Pensions - Articles - Retirees report less in pensions than they hoped for

Retirees hoped to have a pension pot of £250k – but on average have £131k in retirement savings potentially reducing monthly income in retirement by £480. Half of retirees express regrets about their financial preparation: 53% wished they’d started saving earlier, 42% regret not accessing advice or guidance.

 New research from Standard Life, part of Phoenix Group, reveals that UK adults face a significant shortfall in the amount of pension savings they have at retirement compared to what they wanted to retire on, potentially impacting their retirement lifestyle as a result.
 Standard Life’s Retirement Voice Report found that, on average, retirees had hoped to build up a pension pot of £250,000. However, the average amount that they accumulated by retirement was £131,000 – leaving a £119,000 shortfall.
 Based on current annuity rates, a pot of £250,000 could lead to an income of £1,007 monthly, or £12,091 a year, assuming a retirement age of 66. A pot of £131,000 could result in a monthly income of £527 in retirement, or £6,332 yearly - £480 month, or £5,759 a year less. However, the not insignificant £250,000 pot falls short of a ‘moderate’ standard of living in retirement according to the PLSA, including the State Pension.
 Retiree regrets
 Retirees also expressed several regrets in relation to their financial preparation for retirement. Half (50%) wished that they’d thought about their retirement finances at a younger age when they had more time to make changes, 54% wished they saved more, and 53% wished they started saving earlier.
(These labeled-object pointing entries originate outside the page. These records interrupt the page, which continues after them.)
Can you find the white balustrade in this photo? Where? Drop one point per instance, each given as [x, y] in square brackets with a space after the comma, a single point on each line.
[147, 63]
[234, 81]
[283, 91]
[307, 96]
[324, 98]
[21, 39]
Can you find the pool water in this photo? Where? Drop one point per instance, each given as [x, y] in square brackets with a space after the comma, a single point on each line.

Other regrets include:
 • 51% wished they had more information about how to plan and prepare for my retirement
 • 42% said they should have sought advice or guidance to plan for their retirement
 • 37% said they should have sought advice or guidance before they accessed their pension savings
 Dean Butler, Managing Director for Retail Direct at Standard Life said: “It can be hard to work out how much you need to save to achieve your desired standard of living in retirement, particularly earlier on in your career. It’s even harder to stick to it, as everyday expenses and those one-off costs that come up in life constantly threaten to move long-term saving down the priority list. Clearly there’s a big gap between what people hope to save, and what they actually do – this is unsurprising, particularly when looking at it during a cost-of-living crisis, however the result can be a significantly reduced standard of living in retirement.
 “Access to affordable personalised advice and guidance is crucial to closing the gap – as things stand, way too few people feel able to get advice and we can see that people then regret not doing so. Ultimately, contributing as much as possible, as early as possible is the key to a good retirement outcome, but it’s a huge challenge to know what to aim for and when to prioritise long-term saving over more immediate priorities.”